Ese ha sido mi papel como madre. Me he asumido como responsable del entrenamiento y capacitación de mis hijos, respetando siempre su individualidad. Nunca he intentado imponer mi voluntad o siquiera sugerirles mis sueños juveniles que se quedaron en el tintero de mi vida. Fui custodia de su inocencia y me propuse hacer todo lo necesario para estimular sus habilidades, para que descubrieran sus puntos débiles, para acompañar sus intentos por fortalecer su carácter, convirtiéndome en motivadora de su espíritu de lucha, en apoyadora de sus afanes por encontrarse a sí mismos, estimuladora en sus desafíos y aplaudidora de sus conquistas.
Los recibí limpios, sin malicia, ni malos sentimientos. Fueron como una alcancía vacía, listos para recibir día a día, minuto a minuto, lo que estuve dispuesta a depositar en ellos. De mi aprendieron a amar la vida o a sentirse desdichados; aporté ideales y valores con mi hacer cotidiano, porque más allá de mis palabras, observaron mi ejemplo, o mamaron de mis errores, condenándolos a repetir historias que nunca parecen superadas.
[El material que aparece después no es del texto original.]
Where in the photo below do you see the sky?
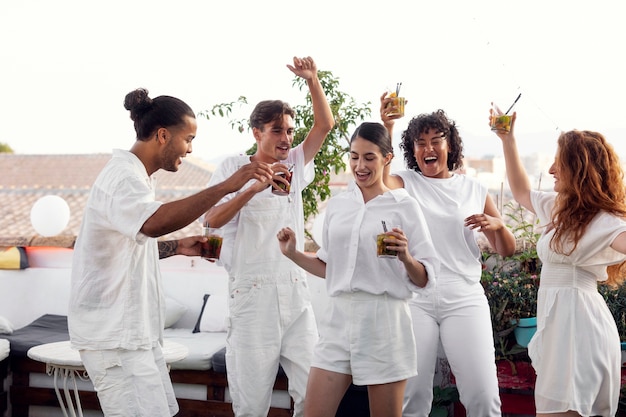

Sin lugar a dudas soy y me reconozco como la entrenadora de mis hijos. Fue mi responsabilidad aportarles no solo lo necesario para su subsistencia, sino también el soporte emocional para que pudieran llegar a ser personas exitosas, felices. Estoy consciente que mis hijos son el resultado de nuestra convivencia cotidiana. Si fui capaz de establecer con cada uno de ellos una relación de confianza y amor, estoy segura que eso perdurará por siempre.
A veces me duele entender que algunos de sus errores y debilidades, han sido provocados por mi falta de apoyo y orientación oportuna; por distintas causas estuve ajena y distante en el momento exacto en que me requirieron. Por eso hice mía, una frase que escuché decir en una reunión de amigos: A los hijos, se les apoya una vez, otra vez, otra vez y siempre”, reconociendo que, si algo no está bien, he contribuido en mucho a ello. Seguiré este consejo en tanto lo necesiten, como un entrenamiento de vida. Llegará el día en que, segura estoy, lo harán solos y con éxito. No tengo prisa. Estoy viviendo mi proyecto más acabado, terminando de pulir los detalles más finos, deteniéndome a ver como mi obra de arte, toma vida propia.
He disfrutado mucho verlos alzar su vuelo, cada uno en la dirección deseada buscando horizontes soñados, algunos desde su infancia. Estoy presta a recibirlos si se caen, ya no como un colchón mullido, sino como una red firme que los impulse, y añoraré tal vez sus lágrimas y sentirme necesitada, pero me llenará de orgullo y satisfacción el saber que, si ya no regresan, es porque ya pueden hacerlo solos. Los veré volar lejos, y en silencio, para mis adentros diré: Misión Cumplida.